A house-sized monument will be built in Small Heath Park by the Bangladeshi community to celebrate diversity.

An application has been submitted to Birmingham City Council to install the 23ft tall structure in time for next year’s commemoration on February 21.

It would feature five pieces of steel framework and would be constructed in recognition of International Mother Language Day.

They would sit on a concrete base measuring 3.2ft tall.

The monument will be based on the one in the capital of Bangladesh.

International Mother Language Day has been observed since February 2000 and promotes linguistic and cultural diversity as well as multilingualism.

It was approved by the United Nations Educational, Scientific and Cultural Organisation (UNESCO) following an initiative in Bangladesh to commemorate the day when students from Dhaka were killed in protests in 1952 whilst campaigning for Bangla/Bengali to be recognised as a state language of Pakistan.

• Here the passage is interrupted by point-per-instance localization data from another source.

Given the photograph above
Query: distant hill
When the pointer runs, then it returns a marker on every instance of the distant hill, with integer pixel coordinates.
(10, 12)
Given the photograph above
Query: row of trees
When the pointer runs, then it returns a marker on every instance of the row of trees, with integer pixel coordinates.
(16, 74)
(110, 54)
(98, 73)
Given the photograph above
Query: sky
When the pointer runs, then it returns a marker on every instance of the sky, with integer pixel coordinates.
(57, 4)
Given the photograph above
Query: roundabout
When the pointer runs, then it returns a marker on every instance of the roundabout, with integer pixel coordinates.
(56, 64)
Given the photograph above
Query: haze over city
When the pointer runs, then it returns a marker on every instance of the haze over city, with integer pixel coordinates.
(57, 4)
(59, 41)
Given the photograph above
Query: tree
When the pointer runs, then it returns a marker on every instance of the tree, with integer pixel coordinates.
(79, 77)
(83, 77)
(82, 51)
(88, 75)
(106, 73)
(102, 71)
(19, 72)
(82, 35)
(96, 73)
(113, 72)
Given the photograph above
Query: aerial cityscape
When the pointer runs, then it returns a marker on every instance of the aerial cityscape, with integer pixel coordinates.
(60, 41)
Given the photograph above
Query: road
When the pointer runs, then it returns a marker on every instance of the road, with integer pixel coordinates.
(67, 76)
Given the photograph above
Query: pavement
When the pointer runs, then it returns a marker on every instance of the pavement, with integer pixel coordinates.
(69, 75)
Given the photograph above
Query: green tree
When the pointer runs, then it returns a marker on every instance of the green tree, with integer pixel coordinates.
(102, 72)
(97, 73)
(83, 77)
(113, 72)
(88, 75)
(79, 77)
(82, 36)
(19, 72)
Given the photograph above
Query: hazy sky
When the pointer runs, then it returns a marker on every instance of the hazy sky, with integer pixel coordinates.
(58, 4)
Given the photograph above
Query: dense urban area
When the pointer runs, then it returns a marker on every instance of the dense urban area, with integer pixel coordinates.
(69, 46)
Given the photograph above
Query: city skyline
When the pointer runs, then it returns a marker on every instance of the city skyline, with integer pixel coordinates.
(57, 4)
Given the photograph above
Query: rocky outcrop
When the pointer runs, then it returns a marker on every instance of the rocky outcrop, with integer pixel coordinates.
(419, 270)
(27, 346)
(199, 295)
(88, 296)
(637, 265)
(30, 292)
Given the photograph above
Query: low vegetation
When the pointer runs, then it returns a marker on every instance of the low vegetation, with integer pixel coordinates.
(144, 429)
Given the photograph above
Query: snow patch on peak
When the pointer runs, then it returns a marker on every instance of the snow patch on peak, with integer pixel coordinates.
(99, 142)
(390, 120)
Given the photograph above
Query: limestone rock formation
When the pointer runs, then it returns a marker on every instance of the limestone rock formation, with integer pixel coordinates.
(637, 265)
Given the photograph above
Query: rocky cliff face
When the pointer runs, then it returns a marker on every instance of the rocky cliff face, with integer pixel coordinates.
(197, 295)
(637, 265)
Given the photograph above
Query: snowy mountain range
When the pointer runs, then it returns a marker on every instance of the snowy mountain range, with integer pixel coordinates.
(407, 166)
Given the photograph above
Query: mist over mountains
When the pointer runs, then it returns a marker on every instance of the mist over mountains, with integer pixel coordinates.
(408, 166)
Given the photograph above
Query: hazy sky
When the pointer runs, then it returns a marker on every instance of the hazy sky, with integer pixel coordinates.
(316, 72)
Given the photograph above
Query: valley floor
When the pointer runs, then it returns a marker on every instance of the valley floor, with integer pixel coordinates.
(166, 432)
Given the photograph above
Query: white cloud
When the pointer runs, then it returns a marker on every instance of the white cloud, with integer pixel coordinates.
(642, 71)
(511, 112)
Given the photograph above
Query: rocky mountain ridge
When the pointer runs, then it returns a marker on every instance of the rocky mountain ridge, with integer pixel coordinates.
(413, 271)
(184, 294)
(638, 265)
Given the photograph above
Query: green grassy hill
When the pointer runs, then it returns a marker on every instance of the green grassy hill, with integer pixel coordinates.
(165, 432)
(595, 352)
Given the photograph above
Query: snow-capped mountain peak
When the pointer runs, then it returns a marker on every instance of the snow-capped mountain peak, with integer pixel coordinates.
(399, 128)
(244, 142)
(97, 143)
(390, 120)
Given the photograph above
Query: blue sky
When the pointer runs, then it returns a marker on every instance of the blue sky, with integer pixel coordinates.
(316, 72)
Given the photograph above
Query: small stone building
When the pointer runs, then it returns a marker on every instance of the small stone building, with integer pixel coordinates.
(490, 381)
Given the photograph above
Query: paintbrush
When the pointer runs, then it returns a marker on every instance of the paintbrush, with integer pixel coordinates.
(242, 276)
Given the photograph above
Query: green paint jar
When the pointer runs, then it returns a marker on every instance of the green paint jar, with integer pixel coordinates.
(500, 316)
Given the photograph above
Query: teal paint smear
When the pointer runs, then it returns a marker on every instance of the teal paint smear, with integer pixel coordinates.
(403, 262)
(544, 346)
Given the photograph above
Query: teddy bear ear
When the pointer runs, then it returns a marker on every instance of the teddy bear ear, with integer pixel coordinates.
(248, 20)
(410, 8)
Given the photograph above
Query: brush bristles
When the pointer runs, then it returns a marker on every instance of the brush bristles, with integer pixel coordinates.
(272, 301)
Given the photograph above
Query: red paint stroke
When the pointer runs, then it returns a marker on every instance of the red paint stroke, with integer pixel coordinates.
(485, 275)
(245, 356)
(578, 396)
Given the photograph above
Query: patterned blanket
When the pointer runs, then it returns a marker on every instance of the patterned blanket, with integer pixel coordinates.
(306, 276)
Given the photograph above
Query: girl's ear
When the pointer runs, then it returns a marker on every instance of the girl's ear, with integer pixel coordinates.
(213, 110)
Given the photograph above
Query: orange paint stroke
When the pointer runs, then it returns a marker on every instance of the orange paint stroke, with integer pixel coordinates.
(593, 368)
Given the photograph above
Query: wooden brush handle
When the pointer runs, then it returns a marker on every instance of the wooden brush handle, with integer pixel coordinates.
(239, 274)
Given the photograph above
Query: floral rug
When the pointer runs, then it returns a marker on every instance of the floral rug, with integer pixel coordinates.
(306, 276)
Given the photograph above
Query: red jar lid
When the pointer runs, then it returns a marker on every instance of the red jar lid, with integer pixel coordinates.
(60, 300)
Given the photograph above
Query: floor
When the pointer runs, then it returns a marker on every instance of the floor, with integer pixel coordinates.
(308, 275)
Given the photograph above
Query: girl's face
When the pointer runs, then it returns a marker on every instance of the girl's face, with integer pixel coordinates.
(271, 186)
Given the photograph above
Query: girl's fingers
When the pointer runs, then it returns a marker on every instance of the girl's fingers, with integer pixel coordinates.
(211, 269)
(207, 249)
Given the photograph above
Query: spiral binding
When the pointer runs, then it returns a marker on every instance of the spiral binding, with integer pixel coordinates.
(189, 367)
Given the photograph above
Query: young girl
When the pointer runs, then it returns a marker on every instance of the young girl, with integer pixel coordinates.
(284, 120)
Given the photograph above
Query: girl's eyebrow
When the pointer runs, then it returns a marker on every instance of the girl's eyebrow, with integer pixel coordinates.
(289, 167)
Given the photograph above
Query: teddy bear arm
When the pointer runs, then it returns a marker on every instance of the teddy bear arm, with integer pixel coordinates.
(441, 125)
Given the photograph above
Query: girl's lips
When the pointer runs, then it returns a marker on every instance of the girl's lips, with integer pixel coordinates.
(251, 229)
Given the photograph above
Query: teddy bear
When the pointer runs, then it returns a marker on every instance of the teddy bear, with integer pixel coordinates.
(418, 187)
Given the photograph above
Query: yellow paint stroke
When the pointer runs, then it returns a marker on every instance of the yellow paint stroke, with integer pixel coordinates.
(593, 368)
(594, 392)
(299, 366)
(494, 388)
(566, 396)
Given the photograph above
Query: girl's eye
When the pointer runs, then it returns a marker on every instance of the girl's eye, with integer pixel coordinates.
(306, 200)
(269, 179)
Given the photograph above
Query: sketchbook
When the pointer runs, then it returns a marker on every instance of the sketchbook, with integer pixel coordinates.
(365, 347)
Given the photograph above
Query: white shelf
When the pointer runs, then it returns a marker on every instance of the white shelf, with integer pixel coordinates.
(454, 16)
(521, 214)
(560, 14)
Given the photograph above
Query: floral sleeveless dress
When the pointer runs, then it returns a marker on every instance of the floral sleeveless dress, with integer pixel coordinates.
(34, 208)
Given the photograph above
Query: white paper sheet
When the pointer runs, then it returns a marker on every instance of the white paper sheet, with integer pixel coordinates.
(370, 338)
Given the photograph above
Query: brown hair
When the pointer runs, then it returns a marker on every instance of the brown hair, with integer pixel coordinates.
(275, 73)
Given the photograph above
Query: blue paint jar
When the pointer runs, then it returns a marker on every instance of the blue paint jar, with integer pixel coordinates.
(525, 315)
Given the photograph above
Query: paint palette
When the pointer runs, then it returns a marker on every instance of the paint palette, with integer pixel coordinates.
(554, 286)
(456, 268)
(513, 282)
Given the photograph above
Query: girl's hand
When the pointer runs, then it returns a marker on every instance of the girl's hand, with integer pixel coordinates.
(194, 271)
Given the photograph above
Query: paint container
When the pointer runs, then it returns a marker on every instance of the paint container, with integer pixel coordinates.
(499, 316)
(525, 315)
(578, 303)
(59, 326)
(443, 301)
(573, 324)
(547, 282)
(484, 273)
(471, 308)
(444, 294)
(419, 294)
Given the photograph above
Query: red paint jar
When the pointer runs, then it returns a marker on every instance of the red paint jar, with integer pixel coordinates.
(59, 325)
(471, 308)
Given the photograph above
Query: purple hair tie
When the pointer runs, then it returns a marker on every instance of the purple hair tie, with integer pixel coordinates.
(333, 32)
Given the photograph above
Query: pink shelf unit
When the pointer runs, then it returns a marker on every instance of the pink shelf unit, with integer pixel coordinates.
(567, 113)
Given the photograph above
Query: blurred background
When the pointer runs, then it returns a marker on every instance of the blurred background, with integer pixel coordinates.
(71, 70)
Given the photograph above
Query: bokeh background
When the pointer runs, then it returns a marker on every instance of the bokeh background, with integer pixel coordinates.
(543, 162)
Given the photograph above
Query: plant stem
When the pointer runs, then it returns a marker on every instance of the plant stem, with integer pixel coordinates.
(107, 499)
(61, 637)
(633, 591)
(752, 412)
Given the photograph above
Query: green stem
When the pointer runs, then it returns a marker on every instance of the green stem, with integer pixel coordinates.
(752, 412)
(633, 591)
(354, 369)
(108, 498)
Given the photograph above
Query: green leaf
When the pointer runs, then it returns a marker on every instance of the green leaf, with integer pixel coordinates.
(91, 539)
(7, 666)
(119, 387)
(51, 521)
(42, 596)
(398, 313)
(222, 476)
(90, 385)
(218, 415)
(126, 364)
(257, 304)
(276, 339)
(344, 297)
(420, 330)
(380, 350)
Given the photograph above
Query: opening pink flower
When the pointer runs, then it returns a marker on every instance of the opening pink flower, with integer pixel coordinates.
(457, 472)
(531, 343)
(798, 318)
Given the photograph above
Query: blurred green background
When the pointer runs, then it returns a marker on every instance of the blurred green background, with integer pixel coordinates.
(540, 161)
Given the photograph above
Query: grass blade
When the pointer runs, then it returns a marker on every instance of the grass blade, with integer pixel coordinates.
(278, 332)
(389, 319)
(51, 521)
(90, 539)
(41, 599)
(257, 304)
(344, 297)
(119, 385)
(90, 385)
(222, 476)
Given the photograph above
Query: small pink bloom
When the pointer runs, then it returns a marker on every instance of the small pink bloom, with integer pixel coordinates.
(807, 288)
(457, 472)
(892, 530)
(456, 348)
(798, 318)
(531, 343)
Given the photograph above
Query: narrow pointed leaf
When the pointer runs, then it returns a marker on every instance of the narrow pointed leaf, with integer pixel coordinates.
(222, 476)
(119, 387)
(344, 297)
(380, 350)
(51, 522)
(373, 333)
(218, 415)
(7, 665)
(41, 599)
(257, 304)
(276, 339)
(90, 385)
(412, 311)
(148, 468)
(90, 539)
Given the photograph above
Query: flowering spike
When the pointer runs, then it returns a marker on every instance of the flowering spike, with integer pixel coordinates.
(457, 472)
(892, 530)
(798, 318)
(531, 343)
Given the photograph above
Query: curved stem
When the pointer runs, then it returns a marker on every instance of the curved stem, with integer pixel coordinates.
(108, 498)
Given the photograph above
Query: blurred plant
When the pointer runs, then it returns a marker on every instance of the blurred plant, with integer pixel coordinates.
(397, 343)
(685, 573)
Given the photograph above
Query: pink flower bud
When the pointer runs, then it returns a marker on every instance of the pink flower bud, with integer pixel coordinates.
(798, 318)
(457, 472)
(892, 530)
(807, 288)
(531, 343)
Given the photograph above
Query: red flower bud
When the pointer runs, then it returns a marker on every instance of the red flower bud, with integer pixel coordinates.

The design and access statement for the monument claims that the area surrounding Small Heath Park is ‘home to the largest Bangladeshi community in the city and one of the biggest in the UK’.

“On 28th March 1971 thousands of Bangladeshis gathered there in support of Bangladesh’s independence.

“This day is still observed each year at Small Heath Park by the Bangladeshi community in Birmingham and the West Midlands.

“Each year a temporary structure is built to mark the day and around 400 people gather before midnight on the eve of 21 February to pay their respects to those who lost their lives and to promote the freedom to speak one’s mother tongue, peace and cultural diversity.”

The document adds that there is ‘overwhelming interest and desire’ locally for the monument which would provide a ‘cultural focus’ in the park and ‘form a backdrop’ for certain events throughout the year.